The estimates of mean risk determined by the average of simulated illness outcomes for selected high risk region/seasons confirmed the appropriateness of just using the mean risk rather than directly simulating illness outcomes (as Bernoulli random variables). Thus, predicted numbers of illnesses were obtained by determining the mean risk and then calculating the associated number of illnesses as the product of this estimate and the number of servings (based on the NMFS landings statistics).

### Simulations with New Parameters: Uncertainty

These simulations of 10,000 sampled exposures (and risks) were repeated 1,000 times with selected uncertainty parameters in order to evaluate their influence the model's output (risk). Parameters evaluated on this level of the simulation included the effect of likely year-to-year variation in the distributions of water temperatures, and the uncertainties associated with parameters such as the percentage of total V. parahaemolyticus which are pathogenic, the dose-response and the relative growth rate of V. parahaemolyticus in oysters versus broth cultures.
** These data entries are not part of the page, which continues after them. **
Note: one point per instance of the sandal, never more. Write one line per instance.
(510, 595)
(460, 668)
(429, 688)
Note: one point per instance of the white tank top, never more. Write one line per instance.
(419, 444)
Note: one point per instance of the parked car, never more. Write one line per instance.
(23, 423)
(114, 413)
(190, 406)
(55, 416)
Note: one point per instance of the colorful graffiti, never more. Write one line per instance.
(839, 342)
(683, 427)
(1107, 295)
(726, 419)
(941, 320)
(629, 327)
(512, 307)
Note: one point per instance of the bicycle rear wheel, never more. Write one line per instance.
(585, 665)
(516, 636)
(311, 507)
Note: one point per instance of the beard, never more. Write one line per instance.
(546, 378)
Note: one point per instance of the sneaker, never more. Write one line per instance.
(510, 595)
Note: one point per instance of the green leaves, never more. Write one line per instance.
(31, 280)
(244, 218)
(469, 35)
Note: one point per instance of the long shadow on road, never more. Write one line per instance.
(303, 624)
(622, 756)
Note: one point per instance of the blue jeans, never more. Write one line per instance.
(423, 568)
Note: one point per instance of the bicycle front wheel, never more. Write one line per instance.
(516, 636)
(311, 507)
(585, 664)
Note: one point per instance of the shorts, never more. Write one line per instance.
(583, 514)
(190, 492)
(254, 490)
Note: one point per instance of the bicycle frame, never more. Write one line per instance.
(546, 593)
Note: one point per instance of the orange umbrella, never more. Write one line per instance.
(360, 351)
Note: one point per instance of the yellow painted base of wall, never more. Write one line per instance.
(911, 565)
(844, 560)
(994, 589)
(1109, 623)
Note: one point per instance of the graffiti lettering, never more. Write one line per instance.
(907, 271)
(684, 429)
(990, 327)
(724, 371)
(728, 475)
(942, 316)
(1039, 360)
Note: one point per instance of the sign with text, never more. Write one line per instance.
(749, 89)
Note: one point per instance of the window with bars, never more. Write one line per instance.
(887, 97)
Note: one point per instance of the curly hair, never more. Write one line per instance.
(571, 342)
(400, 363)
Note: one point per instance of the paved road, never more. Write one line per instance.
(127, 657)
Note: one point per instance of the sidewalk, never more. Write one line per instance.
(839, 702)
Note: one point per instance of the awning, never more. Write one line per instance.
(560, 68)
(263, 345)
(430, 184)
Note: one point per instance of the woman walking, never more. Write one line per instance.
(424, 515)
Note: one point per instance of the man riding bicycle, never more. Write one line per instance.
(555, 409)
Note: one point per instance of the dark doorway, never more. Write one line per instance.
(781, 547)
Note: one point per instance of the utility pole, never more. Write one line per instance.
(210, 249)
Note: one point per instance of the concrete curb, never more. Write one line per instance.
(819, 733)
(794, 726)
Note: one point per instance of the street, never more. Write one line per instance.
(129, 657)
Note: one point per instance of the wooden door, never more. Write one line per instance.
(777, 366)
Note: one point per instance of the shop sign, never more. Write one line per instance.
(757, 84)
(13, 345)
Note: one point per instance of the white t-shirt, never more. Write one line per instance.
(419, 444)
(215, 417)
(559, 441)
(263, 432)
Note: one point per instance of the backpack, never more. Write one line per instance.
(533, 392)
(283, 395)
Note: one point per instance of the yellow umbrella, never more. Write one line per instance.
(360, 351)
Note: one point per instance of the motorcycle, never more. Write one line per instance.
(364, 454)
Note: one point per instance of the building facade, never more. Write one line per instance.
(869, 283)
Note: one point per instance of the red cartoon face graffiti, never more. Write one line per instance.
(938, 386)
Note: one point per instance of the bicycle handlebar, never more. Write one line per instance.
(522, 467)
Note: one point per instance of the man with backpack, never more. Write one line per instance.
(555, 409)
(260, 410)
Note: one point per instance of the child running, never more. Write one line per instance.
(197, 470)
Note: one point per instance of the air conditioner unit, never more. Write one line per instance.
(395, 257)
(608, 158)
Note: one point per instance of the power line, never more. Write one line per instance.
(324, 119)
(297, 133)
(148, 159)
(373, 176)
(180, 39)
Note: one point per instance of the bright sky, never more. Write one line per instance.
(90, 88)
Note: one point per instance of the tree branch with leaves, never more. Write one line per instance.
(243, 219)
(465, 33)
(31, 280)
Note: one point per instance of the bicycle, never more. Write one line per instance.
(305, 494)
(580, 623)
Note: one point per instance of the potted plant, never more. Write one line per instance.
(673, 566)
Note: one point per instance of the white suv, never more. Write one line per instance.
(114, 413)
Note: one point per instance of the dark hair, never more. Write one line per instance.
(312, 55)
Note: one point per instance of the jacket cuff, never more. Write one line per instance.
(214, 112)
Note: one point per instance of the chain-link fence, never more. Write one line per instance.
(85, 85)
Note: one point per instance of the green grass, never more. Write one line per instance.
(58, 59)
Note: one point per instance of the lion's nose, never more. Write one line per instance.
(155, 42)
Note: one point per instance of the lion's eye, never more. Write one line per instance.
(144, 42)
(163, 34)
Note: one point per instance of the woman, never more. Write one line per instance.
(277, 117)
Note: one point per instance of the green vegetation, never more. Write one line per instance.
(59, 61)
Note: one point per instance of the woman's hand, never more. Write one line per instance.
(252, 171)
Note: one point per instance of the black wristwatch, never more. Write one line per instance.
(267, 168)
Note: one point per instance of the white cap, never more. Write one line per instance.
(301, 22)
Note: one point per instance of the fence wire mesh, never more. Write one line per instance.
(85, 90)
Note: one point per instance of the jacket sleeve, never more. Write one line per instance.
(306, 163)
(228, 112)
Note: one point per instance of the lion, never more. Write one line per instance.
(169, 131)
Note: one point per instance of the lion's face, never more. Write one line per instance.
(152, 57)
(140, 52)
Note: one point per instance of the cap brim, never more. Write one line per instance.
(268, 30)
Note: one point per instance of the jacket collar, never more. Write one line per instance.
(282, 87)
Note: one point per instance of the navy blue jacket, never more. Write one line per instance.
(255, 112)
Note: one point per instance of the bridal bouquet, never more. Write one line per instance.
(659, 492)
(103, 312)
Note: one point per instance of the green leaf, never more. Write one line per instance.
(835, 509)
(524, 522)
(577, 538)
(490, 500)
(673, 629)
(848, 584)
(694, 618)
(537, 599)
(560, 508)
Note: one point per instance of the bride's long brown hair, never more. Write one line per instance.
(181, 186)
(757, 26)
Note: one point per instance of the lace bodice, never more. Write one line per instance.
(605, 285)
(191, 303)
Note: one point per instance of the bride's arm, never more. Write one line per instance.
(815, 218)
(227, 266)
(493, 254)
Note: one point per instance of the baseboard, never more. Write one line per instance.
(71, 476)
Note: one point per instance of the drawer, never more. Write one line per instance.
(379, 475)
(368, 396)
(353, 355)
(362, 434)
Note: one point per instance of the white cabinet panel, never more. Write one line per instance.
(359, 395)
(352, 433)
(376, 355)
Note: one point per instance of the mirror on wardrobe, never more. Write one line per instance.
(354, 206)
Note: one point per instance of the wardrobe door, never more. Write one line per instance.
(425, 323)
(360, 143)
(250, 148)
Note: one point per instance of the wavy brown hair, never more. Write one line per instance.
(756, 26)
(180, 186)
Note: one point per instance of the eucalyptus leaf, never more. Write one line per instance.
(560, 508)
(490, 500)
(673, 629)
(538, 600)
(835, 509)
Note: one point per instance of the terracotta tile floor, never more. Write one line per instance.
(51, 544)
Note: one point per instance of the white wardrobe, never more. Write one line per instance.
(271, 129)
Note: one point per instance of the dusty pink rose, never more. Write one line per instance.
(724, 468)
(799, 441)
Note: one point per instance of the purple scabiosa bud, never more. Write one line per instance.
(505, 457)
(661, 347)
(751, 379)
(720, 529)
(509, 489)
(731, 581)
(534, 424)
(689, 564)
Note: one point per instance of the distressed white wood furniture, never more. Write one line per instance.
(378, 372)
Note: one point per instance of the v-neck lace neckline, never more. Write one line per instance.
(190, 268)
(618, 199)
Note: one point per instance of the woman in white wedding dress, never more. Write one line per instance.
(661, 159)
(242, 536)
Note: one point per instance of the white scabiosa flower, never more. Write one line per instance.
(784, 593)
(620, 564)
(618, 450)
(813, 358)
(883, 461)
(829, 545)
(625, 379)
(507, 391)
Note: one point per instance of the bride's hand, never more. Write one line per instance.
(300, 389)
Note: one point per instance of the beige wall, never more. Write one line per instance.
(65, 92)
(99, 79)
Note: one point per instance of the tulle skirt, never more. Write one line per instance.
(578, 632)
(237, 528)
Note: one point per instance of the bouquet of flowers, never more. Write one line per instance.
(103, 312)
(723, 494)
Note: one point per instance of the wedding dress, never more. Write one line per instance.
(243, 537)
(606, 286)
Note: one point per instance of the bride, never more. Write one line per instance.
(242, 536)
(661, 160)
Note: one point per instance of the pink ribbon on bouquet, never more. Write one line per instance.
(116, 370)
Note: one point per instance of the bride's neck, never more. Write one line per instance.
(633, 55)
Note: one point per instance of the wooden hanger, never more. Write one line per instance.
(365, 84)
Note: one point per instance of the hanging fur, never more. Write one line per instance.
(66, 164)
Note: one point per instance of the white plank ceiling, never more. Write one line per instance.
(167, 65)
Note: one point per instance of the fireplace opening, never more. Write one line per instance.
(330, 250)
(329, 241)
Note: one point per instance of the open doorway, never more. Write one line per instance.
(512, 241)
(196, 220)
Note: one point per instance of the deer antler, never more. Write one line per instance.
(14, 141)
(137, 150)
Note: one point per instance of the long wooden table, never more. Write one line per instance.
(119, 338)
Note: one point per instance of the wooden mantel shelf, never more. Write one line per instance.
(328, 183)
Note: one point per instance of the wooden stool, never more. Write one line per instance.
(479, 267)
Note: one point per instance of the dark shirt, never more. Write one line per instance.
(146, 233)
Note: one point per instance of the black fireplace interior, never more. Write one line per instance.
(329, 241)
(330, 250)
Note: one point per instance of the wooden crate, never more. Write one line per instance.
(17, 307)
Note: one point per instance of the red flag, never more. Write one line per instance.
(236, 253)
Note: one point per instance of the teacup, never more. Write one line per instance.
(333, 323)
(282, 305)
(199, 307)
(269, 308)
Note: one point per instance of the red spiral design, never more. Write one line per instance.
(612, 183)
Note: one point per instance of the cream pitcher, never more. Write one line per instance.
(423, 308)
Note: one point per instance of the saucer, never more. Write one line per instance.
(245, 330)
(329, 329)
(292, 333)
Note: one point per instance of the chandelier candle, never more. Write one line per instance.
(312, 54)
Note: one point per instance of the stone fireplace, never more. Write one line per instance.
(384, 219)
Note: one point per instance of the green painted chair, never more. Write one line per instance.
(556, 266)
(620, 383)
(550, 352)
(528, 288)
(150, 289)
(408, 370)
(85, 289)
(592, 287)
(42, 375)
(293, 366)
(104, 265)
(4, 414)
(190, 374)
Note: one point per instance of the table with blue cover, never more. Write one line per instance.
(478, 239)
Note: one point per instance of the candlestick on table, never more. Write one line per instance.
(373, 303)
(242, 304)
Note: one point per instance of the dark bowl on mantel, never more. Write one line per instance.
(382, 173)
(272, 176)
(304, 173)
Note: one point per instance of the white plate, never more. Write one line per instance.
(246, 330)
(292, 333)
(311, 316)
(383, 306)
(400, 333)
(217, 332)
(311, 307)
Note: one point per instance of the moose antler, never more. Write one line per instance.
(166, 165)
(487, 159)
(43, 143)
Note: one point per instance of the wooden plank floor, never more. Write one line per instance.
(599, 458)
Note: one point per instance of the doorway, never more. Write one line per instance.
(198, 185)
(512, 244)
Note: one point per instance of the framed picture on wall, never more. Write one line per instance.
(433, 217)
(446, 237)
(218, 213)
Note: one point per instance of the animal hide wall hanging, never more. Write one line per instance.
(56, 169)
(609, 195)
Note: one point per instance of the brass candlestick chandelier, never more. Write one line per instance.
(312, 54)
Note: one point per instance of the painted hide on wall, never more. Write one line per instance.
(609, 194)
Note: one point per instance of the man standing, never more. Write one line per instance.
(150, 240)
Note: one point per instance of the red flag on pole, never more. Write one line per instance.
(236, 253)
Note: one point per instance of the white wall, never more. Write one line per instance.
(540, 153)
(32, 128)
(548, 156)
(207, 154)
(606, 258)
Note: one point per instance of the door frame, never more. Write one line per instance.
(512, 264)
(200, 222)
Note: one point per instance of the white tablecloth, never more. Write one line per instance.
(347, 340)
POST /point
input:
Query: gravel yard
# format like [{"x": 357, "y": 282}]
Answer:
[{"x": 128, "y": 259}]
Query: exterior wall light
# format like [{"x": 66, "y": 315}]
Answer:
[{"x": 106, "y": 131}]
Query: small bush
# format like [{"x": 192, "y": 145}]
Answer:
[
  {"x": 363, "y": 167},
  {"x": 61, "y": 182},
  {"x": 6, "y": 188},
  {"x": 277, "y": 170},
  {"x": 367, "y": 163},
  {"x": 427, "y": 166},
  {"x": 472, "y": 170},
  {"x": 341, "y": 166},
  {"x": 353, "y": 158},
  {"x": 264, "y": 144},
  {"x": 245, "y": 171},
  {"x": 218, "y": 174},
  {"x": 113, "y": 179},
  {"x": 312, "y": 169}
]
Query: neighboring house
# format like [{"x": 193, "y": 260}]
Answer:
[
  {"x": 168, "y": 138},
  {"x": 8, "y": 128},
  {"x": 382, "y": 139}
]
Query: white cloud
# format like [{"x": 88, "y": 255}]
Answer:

A sample size of 1,000 was selected based on practical time constraints. The software selected for Monte Carlo simulations (@Risk) does not directly facilitate a fully nested two-dimensional (variability and uncertainty) simulation approach. Consequently, the uncertainty dimension of the simulation was conducted by performing simple random sampling of uncertainty parameters in Microsoft Excel per se and then calling a sequence of 1,000 @Risk simulations with the uncertainty parameters fixed at the values corresponding to each of the uncertainty samples obtained.

Simple random sampling is considerably less precise than Latin hypercube (or other types of stratified) sampling. The relative precision or Monte Carlo error of the mean simulation output with respect to uncertainty at the selected sample size of 1,000 was estimated to correspond to a coefficient of variation of ~3-4% of the nominal mean for each region and season combination. It was determined that the most significant source of this variation was due to the Monte Carlo error of the simple random sampling of the dose-response uncertainty. As a consequence of this degree of simulation error, calibration or "anchoring" of the model to CDC estimates of annual illness burden was accomplished by using "rejection" -sampling to obtain a single fixed representative sample of specified precision from the distribution of the dose-response uncertainty. A criteria of <0.1% relative difference between the sample versus the actual (population) mean was used. Thus, a fixed sample of 1,000 dose-response parameters satisfying this criteria was obtained by iteratively taking samples (of size 1,000) from the uncertainty distribution via simple random sampling and rejecting all but the 1st (collection of 1,000) satisfying the chosen criteria. After having obtained a representative sample of 1,000 dose-response parameters, the adjustment factor associated with food-matrix and pathogen-host effects was estimated by anchoring the model to be consistent with CDC estimates of annual illness burden. This was accomplished by running the model with different adjustment factors and then interpolating between the results to obtain a suitable estimate.

Although the model implementation fixes the samples of the uncertainty parameters rather than randomizing them on each model invocation, the effect of the Monte Carlo error is minimal with respect to both the identification of influential variables and the evaluation of effectiveness of mitigations.

### Description of Calculations for Each Step of the Model (@Risk implementation)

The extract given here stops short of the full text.